Evde çocuklara ait oda, masa, defter, kalem düzenini sağlamak gerektiğini ifade eden Kurşun, böyle bir olanak sağlanamıyorsa mutlaka evin uygun bir köşesinde çocuk için bir çalışma ve vakit geçirme ortamı oluşturulmasının faydalı olacağına dikkat çekti. Kurşun, “Çocuk, öğretmeni ve arkadaşlarıyla görüntülü konuşma gerçekleştirilebiliyorsa bu saatlere uyulmalı. Çocuğun öğretmeni ve arkadaşları ile konuşmasına olanak sağlanmalı” diye konuştu. Ebeveynlere de evdeki çalışma saatleri ve iş durumlarına göre çocuk için günlük rutinler oluşturmalarını öneren Kurşun, şunları söyledi: “Uzaktan çalışma ve eğitim durumu olmasaydı herkes sabah kahvaltı edip işe ve okula gidecekti. Yine evden çıkacakmış gibi sabahları hazırlanmak ve yemek rutinlerini gerçekleştirip çocuğun ders saatine uymak, verimlilik açısından hem ebeveyne hem de çocuğa fayda sağlayacaktır. 2-6 yaş grubu çocukları sürekli masa başında oturtmak pek mümkün değildir. Çocuğun hareket etme ve enerjisini atma ihtiyacı unutulmamalı. Mutlaka günde en az 60 dakika fiziksel aktivite öneriyoruz. Bunu eğlenceli müzikler eşliğinde ailece yapmak, genel olarak aile içi iletişimi kuvvetlendirmek ve olumsuz duygularla baş etmek açısından faydalı olacaktır.”

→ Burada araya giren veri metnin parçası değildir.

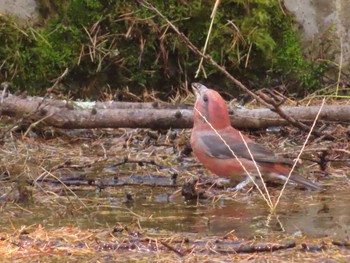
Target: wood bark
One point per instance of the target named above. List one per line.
(154, 115)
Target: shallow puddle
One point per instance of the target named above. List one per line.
(300, 213)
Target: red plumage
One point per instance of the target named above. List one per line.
(212, 152)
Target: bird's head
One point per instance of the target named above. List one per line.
(211, 105)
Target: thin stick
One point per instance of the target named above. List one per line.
(340, 66)
(301, 151)
(213, 14)
(65, 186)
(269, 203)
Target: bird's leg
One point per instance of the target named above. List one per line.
(241, 185)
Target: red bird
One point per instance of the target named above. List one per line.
(212, 152)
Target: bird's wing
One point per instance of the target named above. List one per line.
(215, 147)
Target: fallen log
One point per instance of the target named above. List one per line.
(154, 115)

Ebeveynlere tavsiye ve uyarılar
-Empati duygusunu geliştirmek, çocukla konuşmak ve yol göstermek için ebeveynin öncelikle kendi duygularını düzenleyebiliyor olması önemli. Nasılsa çocuktur diye düşünülmemeli.
-Mutlaka çocukla duyguları hakkında konuşulmalı. Bu dönemin geçici olduğunu hatırlamak önemli.
-Dışarıda gezip koşması gereken dönemde tamamen evde kalmaları çocukta saldırganlık davranışını arttırabilir. Evde aile aktiviteleri planlamak, oyunlar oynamak, çocuğun gelişimine katkıda bulunurken aile içi iletişimi de kuvvetlendirecektir.
-Aileler de çocuklarla kendi duygularını paylaşmalılar: ‘Ben de dışarı çıkmak istiyorum ama şu an hasta olmamak için evde kalmamız gerekiyor. Haydi bu durum bittiğinde neler yapmak istediğini yazalım’ şeklinde daha basit ve ebeveynin de çocuğu anladığını gösteren cümleler kullanmak çocukla iletişimde önemli.
-Ebeveynler öncelikle kendi düzenlerini ve programlarını oluşturmalı. Eğer ebeveyn sakin kalabilirse ve aile üyeleri birbirine destek olursa çocuk ile ilgili durumlarda da sakince karar alabileceklerdir.
-Sosyal destek açısından okul öncesi dönemde çocuğu olan diğer ebeveynlerle iletişim kurularak ortak bir düzen oluşturmak ve çocuğun uzaktan da olsa sosyalleşmesi açısından online arkadaş konuşmaları yapmak faydalı olabilir.